J’avais intitulé la conférence «Racisme, antiracisme et autres mots terrifiants». «Terrifiant» écrit avec une police similaire à celles utilisées pour titrer les romans d’horreur (on s’amuse comme on peut!), car ces sujets sont difficiles à aborder. Ils sont lourds et grattent des choses au plus profond de nous. 

C’est ce que j’ai expliqué aux élèves qui assistaient à cette présentation. J’ai évoqué ce qui, historiquement, a mené des groupes à se poser au sommet d’une hiérarchie arbitraire, et ce qui persiste aujourd’hui sous la forme d’inégalités et de violences institutionnelles.

J’ai aussi parlé des dimensions individuelles de la discrimination, à savoir les biais cognitifs et les préjugés que nous avons tous.

Albert Memmi le disait ainsi: «Alors, nous serions tous, et toujours, racistes? Non, pas exactement. Nous sommes presque tous tentés par le racisme, oui. Il y a en nous un terrain préparé pour recevoir et faire germer les semences du racisme, pour peu que nous n’y prenions garde.»

Cela ne signifie pas qu’on est soumis à la nature humaine, qui nous condamne à l’intolérance. Il est possible de débusquer les idées hostiles qui naissent en nous et de chercher à ne pas y céder. Là-dessus, on a un pouvoir réel, quoique souvent négligé. 

Cet apprentissage est devenu ma première règle d’or: tout le monde peut se tromper et changer. On a tous des parts d’ombre qui peuvent être atténuées. En ce sens,
tout le monde (ou presque) est parlable. Là où le dialogue est impossible, c’est lorsqu’une haine viscérale en vient à nier l’autre, à vouloir le supprimer.  

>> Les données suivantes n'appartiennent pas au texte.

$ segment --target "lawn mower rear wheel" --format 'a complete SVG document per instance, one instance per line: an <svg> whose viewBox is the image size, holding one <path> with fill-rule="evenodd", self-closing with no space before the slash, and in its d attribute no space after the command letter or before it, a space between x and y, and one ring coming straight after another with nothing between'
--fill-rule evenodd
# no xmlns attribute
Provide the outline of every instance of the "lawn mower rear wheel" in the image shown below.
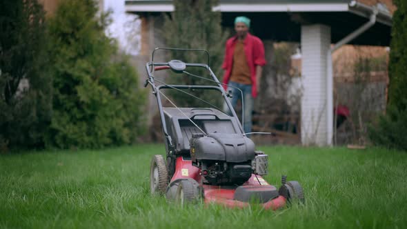
<svg viewBox="0 0 407 229"><path fill-rule="evenodd" d="M175 201L181 206L186 203L197 202L201 197L199 187L197 182L192 182L189 179L179 181L175 195Z"/></svg>
<svg viewBox="0 0 407 229"><path fill-rule="evenodd" d="M161 155L154 155L150 170L150 188L152 194L163 195L168 184L166 161Z"/></svg>
<svg viewBox="0 0 407 229"><path fill-rule="evenodd" d="M298 181L288 181L285 186L288 191L288 201L290 202L297 201L299 203L305 203L304 190Z"/></svg>

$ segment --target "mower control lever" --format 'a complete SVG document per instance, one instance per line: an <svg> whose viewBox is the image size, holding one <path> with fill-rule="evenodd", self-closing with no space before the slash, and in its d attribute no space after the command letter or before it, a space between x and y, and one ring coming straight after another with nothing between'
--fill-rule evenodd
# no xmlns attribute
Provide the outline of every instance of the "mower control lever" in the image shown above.
<svg viewBox="0 0 407 229"><path fill-rule="evenodd" d="M168 65L170 66L170 68L171 68L171 70L175 72L175 73L182 73L182 72L186 68L186 64L177 59L170 61Z"/></svg>

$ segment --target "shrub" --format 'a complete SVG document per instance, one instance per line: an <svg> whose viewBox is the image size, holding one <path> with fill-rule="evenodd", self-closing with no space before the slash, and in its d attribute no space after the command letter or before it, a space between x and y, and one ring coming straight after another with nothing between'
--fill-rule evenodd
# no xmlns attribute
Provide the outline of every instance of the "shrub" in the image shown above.
<svg viewBox="0 0 407 229"><path fill-rule="evenodd" d="M374 144L407 150L407 3L395 0L389 64L388 104L386 115L369 128Z"/></svg>
<svg viewBox="0 0 407 229"><path fill-rule="evenodd" d="M143 130L144 93L118 52L92 0L62 1L50 20L54 75L48 146L100 148L129 143Z"/></svg>
<svg viewBox="0 0 407 229"><path fill-rule="evenodd" d="M0 151L43 146L52 108L44 21L37 0L0 1Z"/></svg>

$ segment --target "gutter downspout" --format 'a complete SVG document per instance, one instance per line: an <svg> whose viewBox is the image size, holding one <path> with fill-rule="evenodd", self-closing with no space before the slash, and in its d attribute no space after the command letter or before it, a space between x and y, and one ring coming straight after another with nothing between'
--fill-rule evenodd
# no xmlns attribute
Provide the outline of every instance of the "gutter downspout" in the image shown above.
<svg viewBox="0 0 407 229"><path fill-rule="evenodd" d="M357 3L355 1L351 1L349 5L350 6L354 6ZM353 31L348 36L343 38L339 42L337 42L332 48L328 50L327 53L327 77L326 80L326 122L327 122L327 145L332 146L332 137L333 137L333 73L332 73L332 54L337 50L338 48L341 47L343 45L346 44L349 41L352 41L357 36L360 35L366 30L369 29L376 23L376 16L377 15L378 10L376 7L372 8L372 14L369 21L359 27L356 30ZM335 127L336 128L336 127ZM335 132L336 134L336 132ZM336 137L336 136L335 136Z"/></svg>

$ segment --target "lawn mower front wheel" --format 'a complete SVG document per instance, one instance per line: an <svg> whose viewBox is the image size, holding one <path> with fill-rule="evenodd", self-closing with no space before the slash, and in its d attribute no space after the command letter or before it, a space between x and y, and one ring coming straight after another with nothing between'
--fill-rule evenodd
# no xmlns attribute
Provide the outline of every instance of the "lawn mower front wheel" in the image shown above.
<svg viewBox="0 0 407 229"><path fill-rule="evenodd" d="M150 189L152 194L163 195L168 184L166 161L161 155L154 155L150 168Z"/></svg>

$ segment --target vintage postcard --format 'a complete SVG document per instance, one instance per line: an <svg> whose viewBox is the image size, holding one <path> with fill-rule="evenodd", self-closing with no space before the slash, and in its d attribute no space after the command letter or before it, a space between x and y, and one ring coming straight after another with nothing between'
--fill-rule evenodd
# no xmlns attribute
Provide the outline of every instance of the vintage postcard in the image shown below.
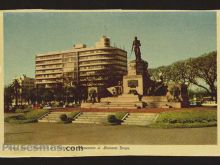
<svg viewBox="0 0 220 165"><path fill-rule="evenodd" d="M219 11L0 12L2 157L219 156Z"/></svg>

Durant la conférence, sans être haineux, un participant m’a confrontée. Il est facile de perdre patience dans ces moments-là. 

Mais la seconde règle d’or est là: donner une conférence, c’est bénéficier d’une tribune, et donc avoir un certain avantage. Quand les gens réagissent, je tente de ne pas perdre de vue la position dans laquelle je suis: une position qui me procure un temps de parole que l’assistance n’a pas. 

Durant la conférence, sans être haineux, un participant m’a confrontée. Il est facile de perdre patience dans ces moments-là.

C’est pareil en société. Ceux qui ont des rôles qui leur confèrent du pouvoir ou, de façon générale, ceux qui ont des privilèges ne peuvent les ignorer ou en abuser. 

Dans la salle, les élèves se sont hâtés pour répondre à ce participant. Ils étaient déjà sensibilisés et abhorraient les inégalités et l’exclusion.  

Quand j’accrochais du regard une paire d’yeux dans le public, je le savais. Et puisqu’on se comprenait déjà, je voulais qu’eux aussi me parlent. Je lançais alors des questions, écoutais avidement les réponses. 

C’est la troisième règle d’or: en donnant des conférences au Québec, j’ai bien saisi que les gens qui y assistent ont aussi des choses à m’enseigner. On apprend beaucoup en tendant l’oreille, on en vient même à mieux comprendre notre sujet d’expertise. 

C’est pour ça que ces mains levées, face au fleuve, me réjouissaient. Ces jeunes têtes et leurs yeux curieux, avec leurs opinions sans complaisance ni méfiance, leurs questions et leur ouverture, m’en apprenaient sur le Québec de demain.